Czasem twórcom i wydawcom gier potrzeba trochę więcej wiary. Jak dla mnie Golden Axe Beast Rider to najlepsza odsłona serii tylko szkoda że nie wydano jej na PC. Skoro dzisiaj nawet mniej znane jRPGi wychodzą na PC (takie jak Fairy Fencer F, seria Agarest, Mugen Souls i Hyperdimension: Neptunia) i się całkiem nieźle sprzedają to dlaczego SEGA nie miałaby by stworzyć Golden Axe Beast Rider w wersji na PC? Tak, wiem w momencie kiedy gra wyszła większość deweloperów (nie tylko japońskich) nie doceniała potencjału pecetów oraz społeczności graczy pecetowych dopóki nie wydano pierwszego Dark Souls na PC. I też wiem że głównym czynnikiem tutaj są (niestety) pieniądze, dlatego szansa że Golden Axe Beast Rider zostanie wydany na PC jest raczej niewielka, jedyna szansa jest właściwie w emulatorze RPCS3 który jest w stanie odpalić tę grę ale jeszcze nie jest na tyle rozwinięty by można było wejść do gry (ja sam zrzuciłem tę grę z oryginalnej płyty PS3 i odpaliłem, do tej pory albo nie widać grafiki w grze albo gra się zawiesza przy próbie uruchomienia nowej gry). Niemniej jednak od czasu do czasu sprawdzam czy coś poszło do przodu podobnie jak z Onechanbara Z Kagura (również bez sukcesu jak na razie). W sumie próba emulacji gier to dobry pomysł jako że to motywuje twórców do tworzenia gier na PC (w ten sposób na PC trafiła pierwsza Bayonetta i Vanquish) ale przypuszczam że te czasy niedługo odejdą bezpowrotnie (teraz to prawie wszystkie gry na PS4 wychodzą też na PC prędzej czy później choć niekoniecznie na XBOXa).

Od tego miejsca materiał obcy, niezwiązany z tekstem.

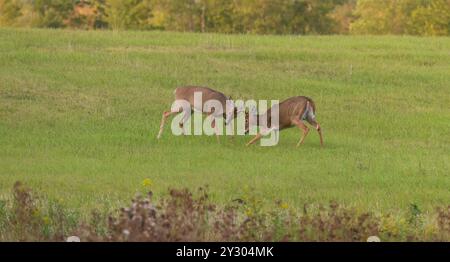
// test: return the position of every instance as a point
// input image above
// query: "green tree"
(52, 13)
(432, 19)
(10, 11)
(127, 14)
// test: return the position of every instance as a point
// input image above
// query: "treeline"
(417, 17)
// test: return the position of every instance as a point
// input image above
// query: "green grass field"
(79, 114)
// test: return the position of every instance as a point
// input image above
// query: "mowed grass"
(79, 114)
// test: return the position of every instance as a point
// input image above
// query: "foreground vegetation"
(79, 114)
(183, 216)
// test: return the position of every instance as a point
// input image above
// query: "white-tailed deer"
(185, 95)
(292, 112)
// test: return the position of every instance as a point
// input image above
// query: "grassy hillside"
(79, 114)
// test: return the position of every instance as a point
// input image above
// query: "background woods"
(415, 17)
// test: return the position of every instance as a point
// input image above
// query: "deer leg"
(216, 130)
(165, 115)
(256, 138)
(317, 127)
(305, 130)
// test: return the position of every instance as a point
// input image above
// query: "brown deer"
(186, 94)
(292, 112)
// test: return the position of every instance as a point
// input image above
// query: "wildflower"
(147, 182)
(73, 239)
(46, 220)
(373, 239)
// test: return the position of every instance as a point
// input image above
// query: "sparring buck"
(291, 112)
(185, 101)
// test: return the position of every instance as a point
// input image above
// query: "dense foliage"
(418, 17)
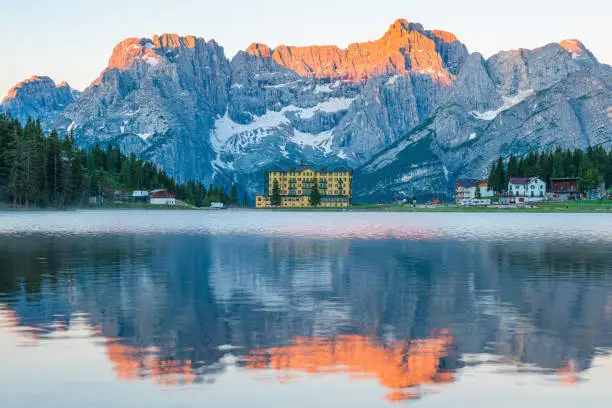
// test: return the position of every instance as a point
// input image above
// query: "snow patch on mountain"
(509, 102)
(331, 105)
(322, 141)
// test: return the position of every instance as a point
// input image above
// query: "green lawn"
(593, 206)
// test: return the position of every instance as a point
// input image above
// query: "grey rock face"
(158, 98)
(575, 112)
(38, 98)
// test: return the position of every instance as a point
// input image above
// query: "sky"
(71, 40)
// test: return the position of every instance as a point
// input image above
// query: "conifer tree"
(315, 196)
(234, 195)
(276, 199)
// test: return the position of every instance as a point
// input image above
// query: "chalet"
(524, 190)
(140, 196)
(562, 189)
(162, 197)
(465, 192)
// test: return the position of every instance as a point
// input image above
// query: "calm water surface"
(244, 308)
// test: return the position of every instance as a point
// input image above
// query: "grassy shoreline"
(570, 207)
(583, 206)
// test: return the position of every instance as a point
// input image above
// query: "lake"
(302, 309)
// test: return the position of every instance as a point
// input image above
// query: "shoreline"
(569, 207)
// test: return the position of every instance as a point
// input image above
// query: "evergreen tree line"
(48, 171)
(591, 168)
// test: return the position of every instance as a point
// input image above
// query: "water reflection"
(182, 310)
(399, 366)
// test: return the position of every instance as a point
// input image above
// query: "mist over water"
(359, 309)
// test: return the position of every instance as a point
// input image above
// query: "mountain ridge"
(180, 102)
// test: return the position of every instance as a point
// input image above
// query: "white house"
(465, 192)
(526, 190)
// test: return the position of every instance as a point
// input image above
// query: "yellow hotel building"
(335, 186)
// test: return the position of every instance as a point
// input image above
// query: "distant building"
(140, 196)
(162, 197)
(119, 196)
(96, 199)
(524, 190)
(295, 186)
(562, 189)
(465, 192)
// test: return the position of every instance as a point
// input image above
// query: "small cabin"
(162, 197)
(562, 189)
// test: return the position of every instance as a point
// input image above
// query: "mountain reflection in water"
(182, 310)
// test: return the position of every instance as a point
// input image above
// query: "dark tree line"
(37, 170)
(592, 168)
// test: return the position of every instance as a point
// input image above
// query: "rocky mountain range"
(411, 111)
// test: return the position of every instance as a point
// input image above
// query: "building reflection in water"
(181, 310)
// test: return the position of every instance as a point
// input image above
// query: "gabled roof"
(466, 182)
(300, 168)
(565, 179)
(518, 180)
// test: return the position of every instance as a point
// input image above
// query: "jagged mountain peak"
(259, 50)
(405, 47)
(38, 97)
(401, 25)
(30, 85)
(578, 50)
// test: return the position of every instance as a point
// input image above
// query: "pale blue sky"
(71, 40)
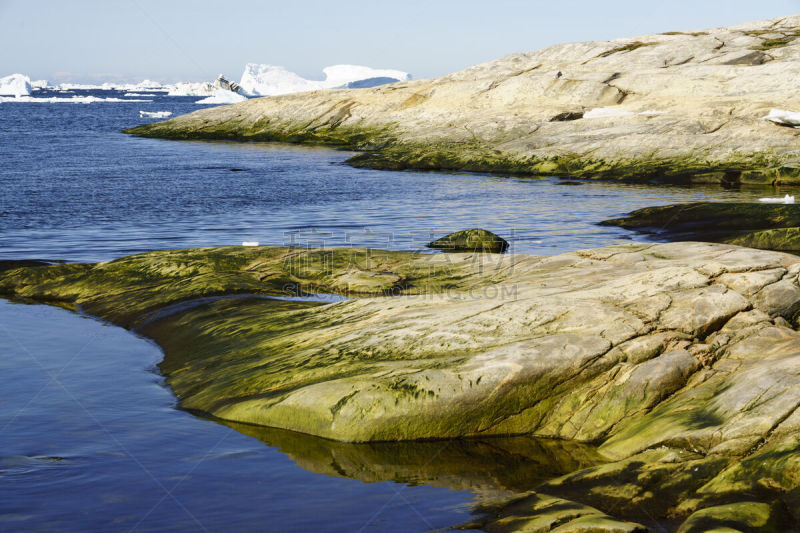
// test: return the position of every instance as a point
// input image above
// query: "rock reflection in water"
(489, 467)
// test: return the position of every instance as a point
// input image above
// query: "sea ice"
(155, 114)
(15, 85)
(785, 200)
(67, 100)
(269, 80)
(189, 88)
(781, 116)
(607, 112)
(221, 96)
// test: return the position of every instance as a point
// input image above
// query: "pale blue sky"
(170, 40)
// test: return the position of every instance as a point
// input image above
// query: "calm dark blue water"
(89, 436)
(74, 187)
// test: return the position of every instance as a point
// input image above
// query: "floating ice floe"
(270, 80)
(142, 86)
(189, 88)
(785, 200)
(15, 85)
(606, 112)
(221, 96)
(66, 100)
(781, 116)
(155, 114)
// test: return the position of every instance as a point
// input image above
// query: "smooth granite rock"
(678, 361)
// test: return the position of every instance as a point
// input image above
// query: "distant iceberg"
(15, 85)
(223, 96)
(270, 80)
(202, 88)
(146, 85)
(155, 114)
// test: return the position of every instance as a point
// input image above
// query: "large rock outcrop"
(683, 106)
(679, 361)
(755, 225)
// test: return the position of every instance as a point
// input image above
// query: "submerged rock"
(680, 106)
(471, 240)
(679, 361)
(755, 225)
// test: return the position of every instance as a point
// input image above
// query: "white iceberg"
(607, 112)
(142, 86)
(15, 85)
(781, 116)
(270, 80)
(67, 100)
(221, 96)
(155, 114)
(785, 200)
(189, 88)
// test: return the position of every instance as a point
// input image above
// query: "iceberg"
(783, 117)
(222, 96)
(15, 85)
(270, 80)
(155, 114)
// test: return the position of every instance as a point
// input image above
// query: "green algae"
(473, 240)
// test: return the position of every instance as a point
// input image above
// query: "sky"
(180, 40)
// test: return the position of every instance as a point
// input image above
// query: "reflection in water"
(488, 467)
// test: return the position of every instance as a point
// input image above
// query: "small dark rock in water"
(471, 240)
(567, 116)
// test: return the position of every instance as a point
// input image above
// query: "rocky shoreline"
(674, 107)
(676, 361)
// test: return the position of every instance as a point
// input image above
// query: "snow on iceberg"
(155, 114)
(781, 116)
(269, 80)
(221, 96)
(15, 85)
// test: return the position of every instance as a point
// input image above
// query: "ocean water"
(90, 438)
(74, 187)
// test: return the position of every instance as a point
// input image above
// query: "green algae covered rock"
(677, 361)
(755, 225)
(742, 516)
(471, 240)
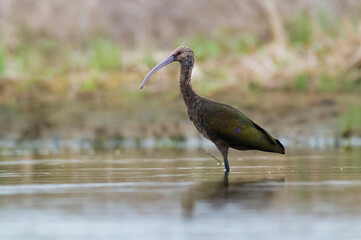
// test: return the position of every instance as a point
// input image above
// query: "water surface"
(182, 195)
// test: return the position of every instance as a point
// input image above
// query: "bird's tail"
(279, 148)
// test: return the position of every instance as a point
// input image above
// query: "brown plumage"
(224, 125)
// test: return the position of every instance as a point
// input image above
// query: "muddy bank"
(119, 114)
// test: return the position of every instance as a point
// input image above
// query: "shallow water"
(182, 195)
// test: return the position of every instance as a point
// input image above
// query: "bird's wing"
(226, 123)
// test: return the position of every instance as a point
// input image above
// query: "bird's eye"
(176, 53)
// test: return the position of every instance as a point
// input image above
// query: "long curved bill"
(163, 63)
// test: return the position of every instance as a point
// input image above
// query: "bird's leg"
(224, 151)
(215, 158)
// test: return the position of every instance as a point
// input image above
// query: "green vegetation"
(2, 60)
(106, 55)
(79, 84)
(301, 82)
(300, 30)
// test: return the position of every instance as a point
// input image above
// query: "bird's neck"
(189, 96)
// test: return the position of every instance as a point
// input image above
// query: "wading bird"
(224, 125)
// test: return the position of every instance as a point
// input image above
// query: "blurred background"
(70, 71)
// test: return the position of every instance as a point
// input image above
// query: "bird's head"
(181, 54)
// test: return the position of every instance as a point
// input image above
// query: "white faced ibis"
(224, 125)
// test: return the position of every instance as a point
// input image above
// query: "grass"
(2, 60)
(106, 55)
(300, 30)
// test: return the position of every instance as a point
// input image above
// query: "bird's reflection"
(232, 189)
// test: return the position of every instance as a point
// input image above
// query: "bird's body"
(222, 124)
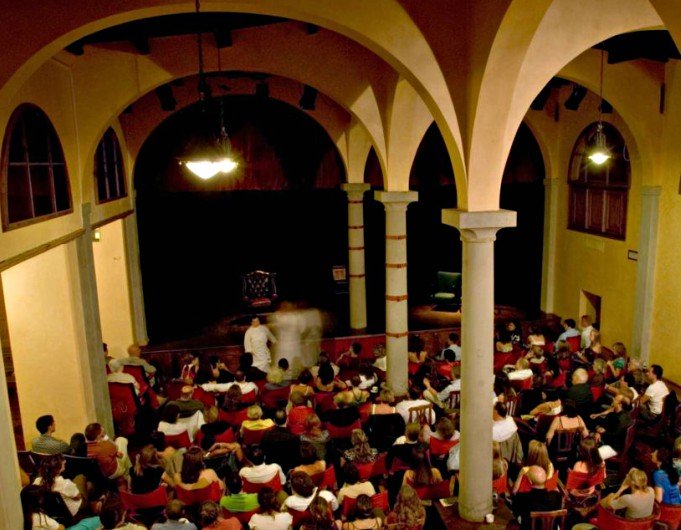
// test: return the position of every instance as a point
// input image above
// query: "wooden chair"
(421, 414)
(548, 520)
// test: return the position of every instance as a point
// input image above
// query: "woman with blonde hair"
(639, 503)
(408, 512)
(537, 455)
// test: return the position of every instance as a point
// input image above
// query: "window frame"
(12, 123)
(121, 166)
(612, 194)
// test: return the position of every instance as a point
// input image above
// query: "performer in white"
(255, 341)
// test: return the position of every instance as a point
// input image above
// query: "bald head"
(537, 477)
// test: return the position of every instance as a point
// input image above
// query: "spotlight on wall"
(309, 98)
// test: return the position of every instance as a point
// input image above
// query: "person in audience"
(256, 342)
(112, 457)
(568, 420)
(353, 487)
(236, 500)
(50, 479)
(364, 517)
(316, 435)
(538, 499)
(310, 462)
(352, 395)
(259, 472)
(280, 445)
(210, 518)
(537, 455)
(270, 517)
(193, 474)
(303, 491)
(175, 519)
(408, 512)
(665, 477)
(148, 472)
(117, 375)
(255, 421)
(639, 503)
(652, 401)
(46, 443)
(415, 400)
(360, 452)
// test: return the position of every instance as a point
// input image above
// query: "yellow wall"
(43, 309)
(112, 289)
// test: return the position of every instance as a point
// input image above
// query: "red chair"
(134, 504)
(178, 440)
(253, 487)
(379, 500)
(124, 407)
(198, 496)
(373, 469)
(607, 520)
(670, 516)
(342, 432)
(440, 447)
(253, 436)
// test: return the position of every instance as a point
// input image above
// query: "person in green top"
(237, 501)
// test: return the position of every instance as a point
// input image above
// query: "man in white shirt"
(653, 399)
(256, 340)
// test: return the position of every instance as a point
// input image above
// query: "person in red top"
(298, 413)
(112, 457)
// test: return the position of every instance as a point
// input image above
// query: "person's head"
(254, 412)
(655, 372)
(280, 417)
(537, 477)
(267, 500)
(412, 431)
(171, 413)
(233, 483)
(146, 458)
(208, 513)
(301, 484)
(45, 424)
(637, 480)
(94, 432)
(192, 465)
(174, 510)
(308, 454)
(297, 399)
(408, 508)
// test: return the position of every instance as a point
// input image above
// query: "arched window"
(598, 193)
(35, 183)
(109, 172)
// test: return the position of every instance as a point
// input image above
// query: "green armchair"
(447, 292)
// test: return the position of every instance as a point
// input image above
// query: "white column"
(132, 254)
(478, 232)
(548, 277)
(645, 272)
(92, 352)
(396, 308)
(356, 272)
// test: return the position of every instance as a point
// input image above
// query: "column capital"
(396, 198)
(478, 226)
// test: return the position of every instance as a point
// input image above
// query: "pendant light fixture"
(599, 153)
(208, 156)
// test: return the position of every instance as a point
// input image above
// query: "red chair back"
(134, 502)
(178, 440)
(198, 496)
(373, 469)
(252, 487)
(440, 447)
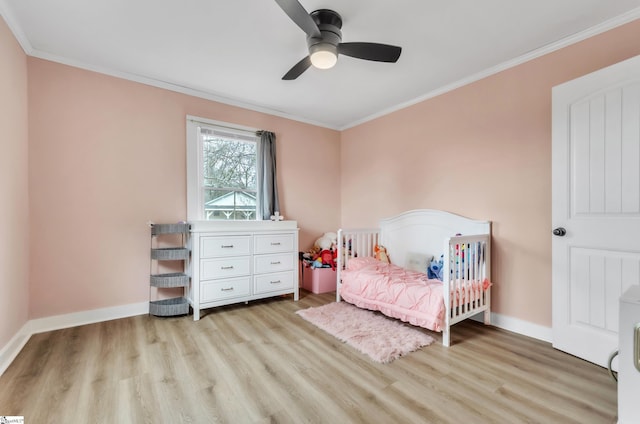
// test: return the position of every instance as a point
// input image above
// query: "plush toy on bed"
(381, 253)
(435, 268)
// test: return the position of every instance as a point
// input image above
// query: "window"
(221, 171)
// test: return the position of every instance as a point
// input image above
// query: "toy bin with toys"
(319, 280)
(318, 265)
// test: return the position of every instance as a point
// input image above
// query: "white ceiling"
(236, 51)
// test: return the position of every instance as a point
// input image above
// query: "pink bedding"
(396, 292)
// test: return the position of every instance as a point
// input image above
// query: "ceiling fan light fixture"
(323, 55)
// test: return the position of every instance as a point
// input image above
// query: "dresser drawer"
(212, 291)
(273, 282)
(274, 243)
(224, 267)
(273, 263)
(225, 246)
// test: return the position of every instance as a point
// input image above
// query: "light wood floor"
(261, 363)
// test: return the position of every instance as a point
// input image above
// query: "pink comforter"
(396, 292)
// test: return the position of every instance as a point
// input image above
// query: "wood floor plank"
(262, 363)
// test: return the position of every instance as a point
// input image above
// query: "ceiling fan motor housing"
(329, 23)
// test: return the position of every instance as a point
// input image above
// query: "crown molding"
(534, 54)
(14, 26)
(7, 14)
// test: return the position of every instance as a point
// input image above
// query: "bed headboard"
(425, 231)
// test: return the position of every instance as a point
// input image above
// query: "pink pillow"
(356, 264)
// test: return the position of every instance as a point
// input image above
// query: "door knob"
(560, 232)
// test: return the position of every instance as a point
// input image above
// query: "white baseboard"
(57, 322)
(519, 326)
(75, 319)
(11, 349)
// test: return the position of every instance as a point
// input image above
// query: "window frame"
(195, 163)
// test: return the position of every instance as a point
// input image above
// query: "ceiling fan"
(324, 39)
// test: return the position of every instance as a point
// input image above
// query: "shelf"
(174, 279)
(179, 228)
(169, 307)
(170, 253)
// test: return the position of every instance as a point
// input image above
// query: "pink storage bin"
(318, 280)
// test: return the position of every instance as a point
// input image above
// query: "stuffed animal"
(326, 241)
(325, 257)
(381, 253)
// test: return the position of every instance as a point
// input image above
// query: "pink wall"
(14, 200)
(107, 155)
(482, 151)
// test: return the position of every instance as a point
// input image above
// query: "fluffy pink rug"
(383, 339)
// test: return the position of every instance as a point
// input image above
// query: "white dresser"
(239, 261)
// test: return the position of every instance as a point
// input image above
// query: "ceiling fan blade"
(300, 17)
(370, 51)
(298, 69)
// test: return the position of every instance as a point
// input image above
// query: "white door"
(596, 207)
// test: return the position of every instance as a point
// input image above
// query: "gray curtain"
(268, 186)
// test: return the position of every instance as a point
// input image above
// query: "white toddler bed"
(411, 239)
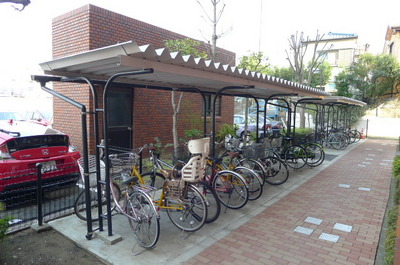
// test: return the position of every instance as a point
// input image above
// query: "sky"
(248, 26)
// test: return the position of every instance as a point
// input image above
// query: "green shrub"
(391, 236)
(224, 130)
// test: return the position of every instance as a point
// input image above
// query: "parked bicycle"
(129, 199)
(183, 202)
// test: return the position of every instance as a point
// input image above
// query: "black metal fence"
(37, 203)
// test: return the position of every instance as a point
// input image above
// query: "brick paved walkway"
(334, 218)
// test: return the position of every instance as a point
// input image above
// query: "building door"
(119, 113)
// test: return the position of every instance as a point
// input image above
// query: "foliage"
(186, 47)
(390, 241)
(160, 147)
(285, 73)
(255, 62)
(193, 134)
(224, 130)
(370, 79)
(321, 75)
(392, 215)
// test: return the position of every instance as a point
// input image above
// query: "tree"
(214, 19)
(24, 3)
(186, 47)
(320, 76)
(303, 73)
(255, 62)
(371, 79)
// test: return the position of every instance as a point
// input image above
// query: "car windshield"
(10, 115)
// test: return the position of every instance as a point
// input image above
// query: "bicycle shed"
(146, 67)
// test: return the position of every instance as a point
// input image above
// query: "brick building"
(91, 27)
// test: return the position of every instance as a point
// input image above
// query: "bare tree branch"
(24, 3)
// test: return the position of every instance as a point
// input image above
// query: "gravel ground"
(45, 248)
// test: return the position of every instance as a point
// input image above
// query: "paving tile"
(329, 237)
(343, 227)
(303, 230)
(313, 220)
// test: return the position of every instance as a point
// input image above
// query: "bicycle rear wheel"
(231, 189)
(295, 157)
(189, 212)
(212, 202)
(143, 219)
(315, 154)
(276, 171)
(253, 181)
(156, 180)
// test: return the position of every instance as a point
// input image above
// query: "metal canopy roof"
(171, 70)
(331, 100)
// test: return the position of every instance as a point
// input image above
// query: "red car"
(23, 145)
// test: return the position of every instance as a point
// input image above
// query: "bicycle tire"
(356, 136)
(253, 181)
(231, 189)
(80, 203)
(143, 219)
(315, 154)
(254, 165)
(189, 212)
(212, 201)
(295, 157)
(276, 171)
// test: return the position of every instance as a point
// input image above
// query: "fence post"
(39, 193)
(39, 227)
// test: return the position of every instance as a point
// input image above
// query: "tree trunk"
(176, 108)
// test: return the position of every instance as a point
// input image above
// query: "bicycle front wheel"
(143, 219)
(276, 171)
(253, 165)
(189, 211)
(231, 189)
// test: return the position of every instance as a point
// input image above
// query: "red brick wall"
(91, 27)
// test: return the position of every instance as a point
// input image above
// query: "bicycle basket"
(92, 170)
(272, 142)
(174, 189)
(254, 151)
(193, 169)
(199, 146)
(231, 143)
(123, 162)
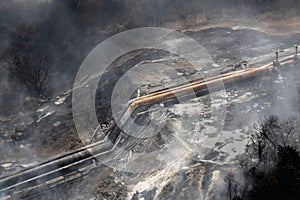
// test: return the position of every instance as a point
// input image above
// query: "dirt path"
(274, 27)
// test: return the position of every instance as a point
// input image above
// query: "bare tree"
(28, 58)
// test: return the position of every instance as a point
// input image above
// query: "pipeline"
(80, 162)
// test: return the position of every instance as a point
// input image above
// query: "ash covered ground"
(198, 174)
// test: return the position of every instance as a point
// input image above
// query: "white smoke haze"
(249, 31)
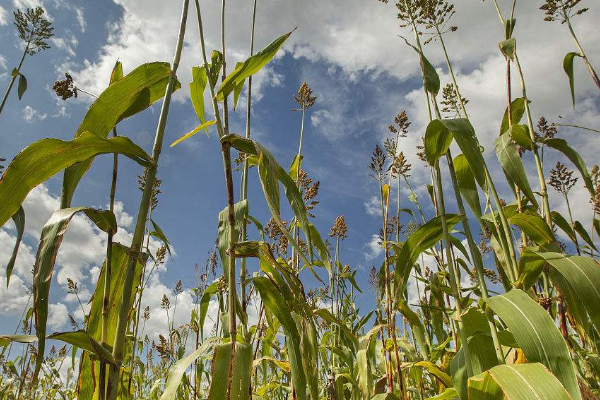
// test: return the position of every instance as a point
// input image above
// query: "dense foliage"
(538, 338)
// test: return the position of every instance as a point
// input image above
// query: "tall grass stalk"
(138, 236)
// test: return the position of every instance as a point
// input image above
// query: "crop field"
(479, 278)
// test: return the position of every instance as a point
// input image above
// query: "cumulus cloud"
(373, 248)
(3, 16)
(30, 114)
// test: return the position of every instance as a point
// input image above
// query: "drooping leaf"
(197, 86)
(562, 223)
(193, 132)
(137, 91)
(417, 327)
(42, 159)
(517, 108)
(582, 274)
(251, 66)
(464, 134)
(534, 226)
(466, 184)
(50, 241)
(562, 146)
(84, 341)
(537, 335)
(158, 233)
(520, 134)
(270, 172)
(517, 382)
(568, 67)
(22, 86)
(177, 371)
(508, 48)
(584, 234)
(437, 141)
(19, 220)
(508, 155)
(240, 209)
(274, 302)
(422, 239)
(89, 368)
(117, 73)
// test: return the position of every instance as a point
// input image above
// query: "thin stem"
(14, 77)
(107, 275)
(582, 53)
(451, 269)
(138, 236)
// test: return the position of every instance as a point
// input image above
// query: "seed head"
(339, 229)
(561, 179)
(561, 10)
(400, 125)
(304, 98)
(65, 89)
(165, 303)
(377, 163)
(401, 166)
(34, 30)
(546, 130)
(450, 103)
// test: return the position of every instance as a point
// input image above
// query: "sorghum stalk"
(451, 269)
(226, 155)
(107, 275)
(582, 53)
(138, 236)
(244, 195)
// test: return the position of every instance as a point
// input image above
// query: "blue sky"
(360, 71)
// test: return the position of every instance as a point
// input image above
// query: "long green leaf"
(50, 241)
(562, 146)
(420, 240)
(130, 95)
(275, 303)
(568, 67)
(240, 209)
(517, 382)
(537, 335)
(251, 66)
(466, 139)
(43, 159)
(437, 141)
(509, 158)
(85, 342)
(178, 369)
(19, 220)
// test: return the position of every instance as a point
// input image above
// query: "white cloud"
(57, 316)
(3, 16)
(81, 19)
(30, 114)
(373, 206)
(15, 298)
(374, 248)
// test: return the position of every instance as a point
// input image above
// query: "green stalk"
(588, 64)
(244, 195)
(14, 77)
(226, 155)
(138, 236)
(451, 269)
(107, 275)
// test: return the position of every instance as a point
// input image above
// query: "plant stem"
(583, 55)
(138, 236)
(107, 275)
(244, 195)
(451, 269)
(14, 77)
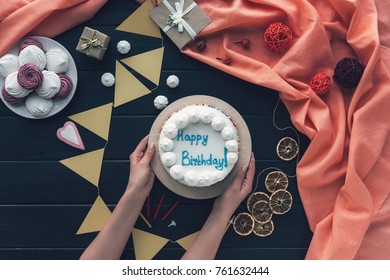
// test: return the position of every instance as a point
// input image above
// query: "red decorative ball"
(321, 83)
(277, 37)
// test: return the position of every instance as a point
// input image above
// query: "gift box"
(181, 20)
(93, 43)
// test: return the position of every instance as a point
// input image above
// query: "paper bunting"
(96, 217)
(148, 64)
(147, 245)
(87, 165)
(187, 241)
(127, 86)
(139, 22)
(96, 120)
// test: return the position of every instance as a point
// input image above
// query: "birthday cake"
(198, 145)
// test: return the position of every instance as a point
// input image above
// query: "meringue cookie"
(231, 145)
(160, 102)
(13, 87)
(123, 47)
(206, 116)
(50, 86)
(218, 176)
(181, 121)
(38, 106)
(10, 99)
(166, 144)
(173, 81)
(8, 63)
(191, 178)
(218, 123)
(57, 61)
(34, 55)
(232, 157)
(108, 80)
(168, 159)
(66, 86)
(177, 172)
(30, 76)
(193, 115)
(227, 133)
(170, 130)
(28, 42)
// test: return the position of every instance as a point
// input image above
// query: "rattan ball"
(277, 37)
(321, 83)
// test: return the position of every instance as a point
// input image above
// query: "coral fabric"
(19, 18)
(343, 177)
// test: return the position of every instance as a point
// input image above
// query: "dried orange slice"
(263, 230)
(280, 202)
(261, 211)
(287, 148)
(255, 197)
(276, 180)
(243, 224)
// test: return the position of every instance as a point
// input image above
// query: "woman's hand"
(141, 174)
(237, 191)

Nie wiem czy jesteś świadom, ale są jeszcze dwie gry związane z uniwersum Golden Axe. W odróżnieniu od pozostałych gier te są bardziej zbliżone do The Legend of Zelda jeśli chodzi o rozgrywkę.
Ja jestem rocznik '83 i ani nie obejrzałem Willow, nie miałem pojęcia o planszówkach M&M (w czasach mojego dzieciństwa), nie interesował mnie wtedy metal a raczej punk i grunge, Conana znałem z książek. Czyżbym był jakiś oryginał?;)
Mam pytanie wręcz egzystencjalne: Jak ja do cholery przeoczyłem ten odcinek?! A idąc z tematem odcinka, jak zobaczyłem, że mieszasz z błotem jedną z moich ulubionych gier z Amigi chciałem dać łapkę w dół, ale po "dodawaczu śmierci" obróciła się o 180 stopni i już tak zostanie. :P
Nie ma, tylko emulacja. Ta gra nigdy nie wyszła poza arcady, miał być port na 32x ale nie wyszedł. Teraz w USA jest firma Arcade1Up która robi repliki arcadów z monitorami LCD na licencji producentów oryginałów, około 2/3 albo mniej wielkości oryginalne automatu za około 400$. Mają wydać automat Golden Axe i to będzie pierwsze legalne wydanie z Revenge of the Death Adder oraz pierwszą grą z serii.